Defence Minister Rajnath Singh (pictured) made the comment on Twitter after visiting Pokhran, the site of India’s successful nuclear tests in 1998 under then prime minister Atal Vajpayee
Protesters burn an effigy of Indian Prime Minister Narendra Modi during a protest in Lahore
‘India’s claims to NFU ended when on 4 Jan 2003 Indian govt declared it would use nuclear weapons against any (even Chemical or Biological) attack ‘against India or Indian forces anywhere’,’ she said.
Observers said Singh’s statement is the clearest so far with regards to a change in India’s nuclear doctrine.

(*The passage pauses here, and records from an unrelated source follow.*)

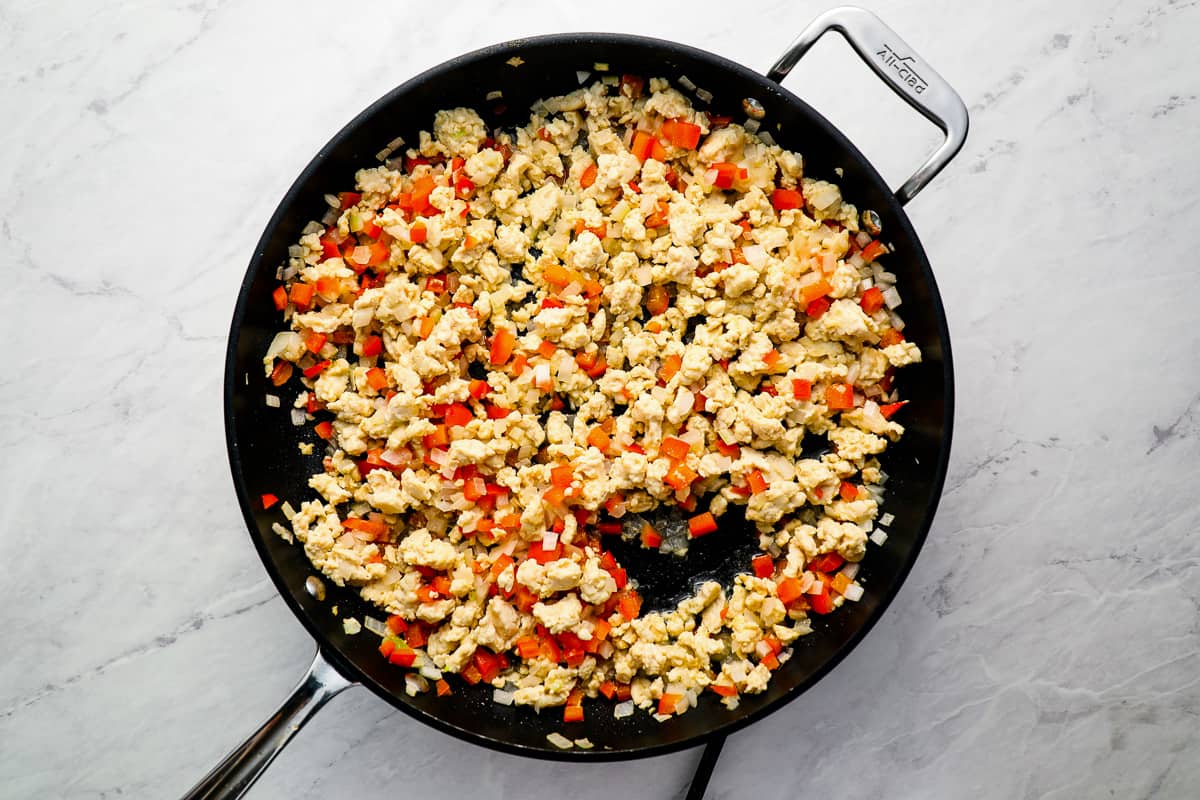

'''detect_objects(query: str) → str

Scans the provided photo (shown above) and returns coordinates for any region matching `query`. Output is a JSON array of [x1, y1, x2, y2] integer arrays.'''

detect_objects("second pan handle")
[[177, 650, 355, 800], [767, 6, 970, 205]]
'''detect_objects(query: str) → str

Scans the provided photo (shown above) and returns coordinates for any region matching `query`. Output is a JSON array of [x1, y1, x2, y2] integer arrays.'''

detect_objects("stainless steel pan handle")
[[177, 650, 355, 800], [767, 6, 970, 205]]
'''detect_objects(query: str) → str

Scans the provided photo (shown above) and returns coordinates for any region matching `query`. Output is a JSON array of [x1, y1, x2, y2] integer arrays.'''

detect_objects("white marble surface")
[[0, 0, 1200, 800]]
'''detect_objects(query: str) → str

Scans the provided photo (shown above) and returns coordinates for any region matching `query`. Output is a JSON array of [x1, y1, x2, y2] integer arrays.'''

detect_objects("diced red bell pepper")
[[770, 188, 804, 211], [688, 511, 716, 539]]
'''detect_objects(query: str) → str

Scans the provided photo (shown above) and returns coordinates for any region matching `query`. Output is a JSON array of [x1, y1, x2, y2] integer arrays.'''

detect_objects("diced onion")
[[546, 733, 575, 750], [266, 331, 300, 360], [742, 245, 767, 267]]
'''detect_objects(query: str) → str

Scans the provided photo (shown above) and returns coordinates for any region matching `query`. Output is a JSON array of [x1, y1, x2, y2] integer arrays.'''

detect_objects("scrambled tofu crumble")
[[264, 76, 920, 722]]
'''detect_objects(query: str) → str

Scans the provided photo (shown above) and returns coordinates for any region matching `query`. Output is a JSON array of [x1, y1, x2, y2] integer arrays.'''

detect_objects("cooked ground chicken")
[[265, 79, 920, 720]]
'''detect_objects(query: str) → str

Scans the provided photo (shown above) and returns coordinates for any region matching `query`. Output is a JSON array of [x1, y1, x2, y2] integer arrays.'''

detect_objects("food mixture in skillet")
[[263, 76, 920, 722]]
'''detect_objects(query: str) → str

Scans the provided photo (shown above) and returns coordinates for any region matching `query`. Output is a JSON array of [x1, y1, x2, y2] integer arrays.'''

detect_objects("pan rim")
[[223, 32, 954, 763]]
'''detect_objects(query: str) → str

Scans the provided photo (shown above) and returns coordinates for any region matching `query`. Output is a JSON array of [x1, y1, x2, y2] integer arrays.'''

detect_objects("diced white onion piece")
[[546, 733, 575, 750], [742, 245, 767, 267], [404, 673, 430, 697], [266, 331, 300, 359]]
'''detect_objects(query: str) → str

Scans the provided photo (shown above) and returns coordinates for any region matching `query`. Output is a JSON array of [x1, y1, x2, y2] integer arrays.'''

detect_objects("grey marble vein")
[[0, 0, 1200, 800]]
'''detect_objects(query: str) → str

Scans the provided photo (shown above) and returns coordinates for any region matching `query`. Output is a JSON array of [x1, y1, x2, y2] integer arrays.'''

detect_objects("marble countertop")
[[0, 0, 1200, 800]]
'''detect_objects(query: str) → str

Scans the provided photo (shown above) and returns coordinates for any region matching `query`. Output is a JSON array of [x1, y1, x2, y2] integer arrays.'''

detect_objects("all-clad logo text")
[[875, 44, 929, 95]]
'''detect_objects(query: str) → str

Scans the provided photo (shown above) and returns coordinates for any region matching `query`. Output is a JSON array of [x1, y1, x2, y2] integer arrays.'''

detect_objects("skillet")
[[186, 7, 967, 799]]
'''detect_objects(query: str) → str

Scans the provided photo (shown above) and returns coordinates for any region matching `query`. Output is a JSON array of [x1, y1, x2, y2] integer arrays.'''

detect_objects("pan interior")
[[226, 34, 952, 759]]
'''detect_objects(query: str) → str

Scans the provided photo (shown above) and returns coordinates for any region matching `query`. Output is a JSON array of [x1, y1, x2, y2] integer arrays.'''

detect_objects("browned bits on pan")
[[863, 209, 883, 236]]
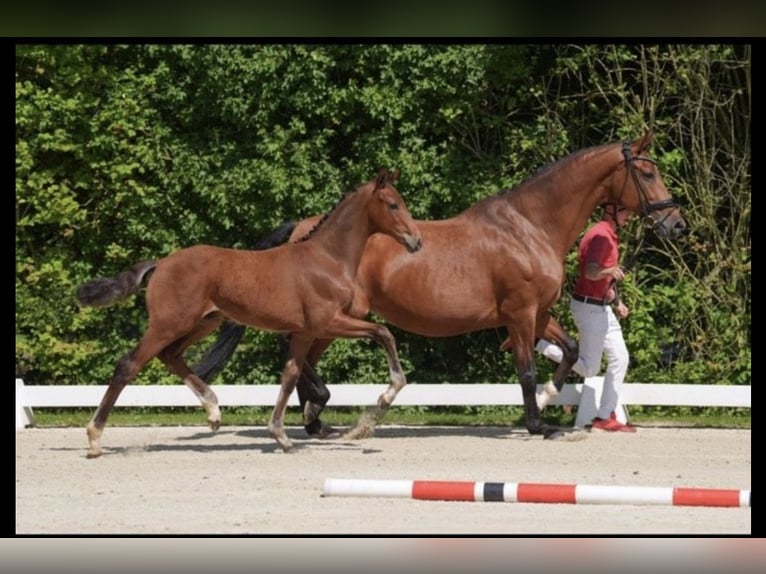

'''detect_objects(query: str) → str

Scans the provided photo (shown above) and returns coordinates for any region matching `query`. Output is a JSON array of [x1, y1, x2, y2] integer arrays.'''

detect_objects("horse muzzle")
[[402, 234, 423, 253]]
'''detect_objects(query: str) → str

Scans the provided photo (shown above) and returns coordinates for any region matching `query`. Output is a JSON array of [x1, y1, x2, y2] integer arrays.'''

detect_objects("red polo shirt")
[[574, 221, 619, 299]]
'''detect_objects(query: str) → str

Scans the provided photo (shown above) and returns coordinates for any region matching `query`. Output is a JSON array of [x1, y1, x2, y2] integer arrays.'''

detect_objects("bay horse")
[[195, 132, 686, 438], [76, 170, 422, 458]]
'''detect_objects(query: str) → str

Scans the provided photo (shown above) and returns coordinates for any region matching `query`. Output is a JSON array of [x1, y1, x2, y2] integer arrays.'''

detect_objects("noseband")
[[620, 142, 678, 228]]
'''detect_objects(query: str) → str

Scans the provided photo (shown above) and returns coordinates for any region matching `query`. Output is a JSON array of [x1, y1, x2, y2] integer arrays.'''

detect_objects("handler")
[[536, 203, 636, 432]]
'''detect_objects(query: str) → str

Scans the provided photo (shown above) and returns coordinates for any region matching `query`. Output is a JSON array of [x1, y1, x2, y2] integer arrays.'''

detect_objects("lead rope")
[[609, 229, 646, 305]]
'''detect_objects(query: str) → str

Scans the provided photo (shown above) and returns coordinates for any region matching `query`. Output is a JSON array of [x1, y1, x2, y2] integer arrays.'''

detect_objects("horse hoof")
[[311, 423, 340, 439], [277, 439, 295, 452], [543, 428, 564, 440], [343, 427, 375, 440]]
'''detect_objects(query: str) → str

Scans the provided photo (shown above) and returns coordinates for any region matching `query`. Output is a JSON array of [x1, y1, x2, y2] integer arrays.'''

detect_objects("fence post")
[[16, 379, 35, 430]]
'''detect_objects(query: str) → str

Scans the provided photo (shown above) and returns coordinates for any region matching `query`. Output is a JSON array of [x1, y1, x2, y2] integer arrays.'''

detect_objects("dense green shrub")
[[16, 43, 751, 394]]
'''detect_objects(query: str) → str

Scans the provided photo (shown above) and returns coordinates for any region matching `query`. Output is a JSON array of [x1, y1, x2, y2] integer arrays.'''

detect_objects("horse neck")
[[496, 146, 619, 258], [310, 185, 373, 273]]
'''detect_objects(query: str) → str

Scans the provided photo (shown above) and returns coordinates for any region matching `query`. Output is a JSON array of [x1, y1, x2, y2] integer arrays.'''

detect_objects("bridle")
[[604, 142, 678, 301], [620, 142, 678, 229]]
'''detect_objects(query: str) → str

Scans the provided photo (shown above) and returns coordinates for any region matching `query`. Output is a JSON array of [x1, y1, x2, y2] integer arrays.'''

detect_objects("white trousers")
[[535, 299, 630, 419]]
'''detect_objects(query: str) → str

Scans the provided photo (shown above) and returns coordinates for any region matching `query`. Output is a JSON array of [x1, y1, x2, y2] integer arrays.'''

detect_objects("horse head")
[[612, 132, 686, 239], [369, 169, 423, 253]]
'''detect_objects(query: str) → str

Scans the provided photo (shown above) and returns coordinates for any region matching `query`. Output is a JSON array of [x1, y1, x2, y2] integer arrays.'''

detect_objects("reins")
[[620, 142, 678, 227]]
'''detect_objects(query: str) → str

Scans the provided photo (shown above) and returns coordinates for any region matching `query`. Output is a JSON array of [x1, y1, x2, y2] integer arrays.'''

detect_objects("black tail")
[[75, 261, 156, 307], [192, 221, 297, 384], [192, 321, 245, 383]]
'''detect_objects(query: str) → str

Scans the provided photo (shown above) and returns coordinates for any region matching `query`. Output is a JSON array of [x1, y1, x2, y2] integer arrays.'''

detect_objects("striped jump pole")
[[322, 478, 750, 507]]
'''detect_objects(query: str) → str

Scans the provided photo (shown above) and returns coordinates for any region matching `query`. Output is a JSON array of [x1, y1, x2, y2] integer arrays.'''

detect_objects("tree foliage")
[[16, 43, 751, 390]]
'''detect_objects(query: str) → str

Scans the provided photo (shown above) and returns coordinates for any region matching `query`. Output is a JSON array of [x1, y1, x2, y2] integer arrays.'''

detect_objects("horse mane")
[[295, 170, 399, 243], [496, 143, 614, 195], [295, 188, 359, 243]]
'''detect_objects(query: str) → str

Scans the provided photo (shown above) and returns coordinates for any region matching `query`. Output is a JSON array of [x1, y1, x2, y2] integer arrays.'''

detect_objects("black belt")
[[572, 293, 611, 307]]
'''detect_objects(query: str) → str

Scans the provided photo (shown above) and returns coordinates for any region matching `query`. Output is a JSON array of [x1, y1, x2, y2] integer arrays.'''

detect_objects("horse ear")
[[375, 168, 388, 189], [636, 130, 654, 155]]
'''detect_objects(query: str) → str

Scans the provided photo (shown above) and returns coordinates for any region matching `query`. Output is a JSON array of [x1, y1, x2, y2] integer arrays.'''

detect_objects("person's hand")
[[604, 265, 625, 281]]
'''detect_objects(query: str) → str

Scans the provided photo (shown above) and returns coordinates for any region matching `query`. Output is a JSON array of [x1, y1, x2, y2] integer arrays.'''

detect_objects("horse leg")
[[268, 335, 314, 452], [279, 335, 335, 438], [536, 313, 579, 410], [298, 339, 336, 438], [157, 315, 223, 431], [86, 332, 170, 458], [316, 315, 407, 439], [501, 324, 563, 439]]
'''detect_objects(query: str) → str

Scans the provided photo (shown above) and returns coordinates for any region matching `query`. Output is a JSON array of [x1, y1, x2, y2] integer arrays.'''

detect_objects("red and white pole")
[[322, 478, 750, 507]]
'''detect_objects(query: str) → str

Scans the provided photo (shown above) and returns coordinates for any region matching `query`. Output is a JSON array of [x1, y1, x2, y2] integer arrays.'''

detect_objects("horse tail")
[[192, 221, 298, 383], [192, 321, 245, 383], [75, 261, 157, 307]]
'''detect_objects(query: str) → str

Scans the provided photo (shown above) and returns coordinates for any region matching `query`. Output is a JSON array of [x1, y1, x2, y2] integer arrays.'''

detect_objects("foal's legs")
[[157, 316, 223, 431], [86, 331, 166, 458], [268, 335, 314, 452], [537, 313, 578, 410], [296, 339, 335, 438], [316, 315, 407, 439]]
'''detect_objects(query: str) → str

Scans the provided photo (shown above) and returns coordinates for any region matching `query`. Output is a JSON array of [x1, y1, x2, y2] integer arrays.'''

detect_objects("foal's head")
[[368, 169, 423, 253], [612, 132, 686, 238]]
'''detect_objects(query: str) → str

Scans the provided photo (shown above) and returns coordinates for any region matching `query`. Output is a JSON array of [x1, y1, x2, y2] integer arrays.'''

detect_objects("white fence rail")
[[16, 377, 750, 429]]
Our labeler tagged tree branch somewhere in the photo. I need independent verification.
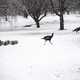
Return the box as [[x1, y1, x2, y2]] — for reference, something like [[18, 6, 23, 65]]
[[39, 12, 46, 21], [50, 0, 60, 16]]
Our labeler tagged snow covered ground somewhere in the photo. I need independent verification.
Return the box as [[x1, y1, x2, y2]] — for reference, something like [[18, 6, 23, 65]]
[[0, 15, 80, 80]]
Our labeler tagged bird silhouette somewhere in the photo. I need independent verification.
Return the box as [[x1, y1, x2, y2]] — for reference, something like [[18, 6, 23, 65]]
[[41, 33, 54, 44]]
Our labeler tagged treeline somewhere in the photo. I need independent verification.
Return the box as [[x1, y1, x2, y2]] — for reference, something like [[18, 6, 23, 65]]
[[0, 0, 80, 30]]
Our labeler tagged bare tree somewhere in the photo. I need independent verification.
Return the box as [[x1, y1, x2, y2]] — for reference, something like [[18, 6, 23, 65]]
[[50, 0, 66, 30], [23, 0, 48, 28]]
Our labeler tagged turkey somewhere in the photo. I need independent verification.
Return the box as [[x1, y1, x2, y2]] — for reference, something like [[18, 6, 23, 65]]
[[41, 33, 54, 44]]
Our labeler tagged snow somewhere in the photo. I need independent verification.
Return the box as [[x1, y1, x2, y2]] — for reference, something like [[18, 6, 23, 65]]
[[0, 15, 80, 80]]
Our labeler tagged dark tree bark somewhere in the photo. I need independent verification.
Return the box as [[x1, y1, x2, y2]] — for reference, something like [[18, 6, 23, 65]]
[[60, 15, 64, 30], [50, 0, 65, 30]]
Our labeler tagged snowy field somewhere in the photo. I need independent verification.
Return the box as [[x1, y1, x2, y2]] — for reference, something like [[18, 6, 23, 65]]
[[0, 15, 80, 80]]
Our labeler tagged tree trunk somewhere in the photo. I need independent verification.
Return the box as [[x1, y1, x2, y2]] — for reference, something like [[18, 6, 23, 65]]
[[60, 14, 64, 30], [35, 19, 40, 28]]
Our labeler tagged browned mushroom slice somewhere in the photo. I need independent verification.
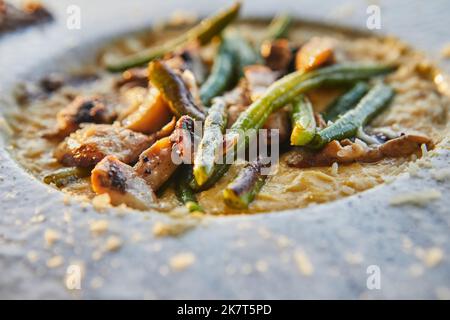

Vipin Narang, a professor at the Massachusetts Institute of Technology, tweeted it was the ‘highest level declaration that India may not feel indefinitely or absolutely bound to No First Use.’
This is not the first time that the Modi government has made a statement regarding its nuclear policy. In 2016, then defence minister Manohar Parrikar had expressed his reservations over the ‘no first use’ nuclear policy. Pictured: Kashmiris hold placards as they shout slogans at a protest after Friday prayers during restrictions after the Indian government scrapped the special constitutional status for Kashmir
Singh received support from Subramanian Swamy, a hardliner parliamentarian from Modi’s Bharatiya Janata Party (BJP).
‘Rajnath is correct as to warn about possible review of Vajpayee’s no first use of n weapons since Pak leadership is more crazed today than in 1998,’ he tweeted.
‘First use is required now on if we get credible evidence that Pak faced with ignominy may go for first strike. We must pre-empt that,’ Swamy wrote.
This is not the first time that the Modi government has made a statement regarding its nuclear policy.
Kashmiri women watch the ongoing protest in Srinagar, India
In 2016, then defence minister Manohar Parrikar had expressed his reservations over the ‘no first use’ nuclear policy.
Parrikar, who died last year, had said India was a responsible nuclear power and ‘it would not use it irresponsibly.’
A revision to the policy was part of the BJP’s election manifesto in 2014. Then front runner Modi, however, stated that if voted to power, he had no intention of changing the stance.
Running for a second term earlier this year, Modi had said his government had called Pakistan’s ‘nuclear bluff’.
‘India has stopped getting scared of Pakistan’s threats. Every other day they say, ‘we have a nuclear button.’ What do we have then? Have they kept it for Diwali?’,’ he said, referring to a Hindu festival when fireworks are set off.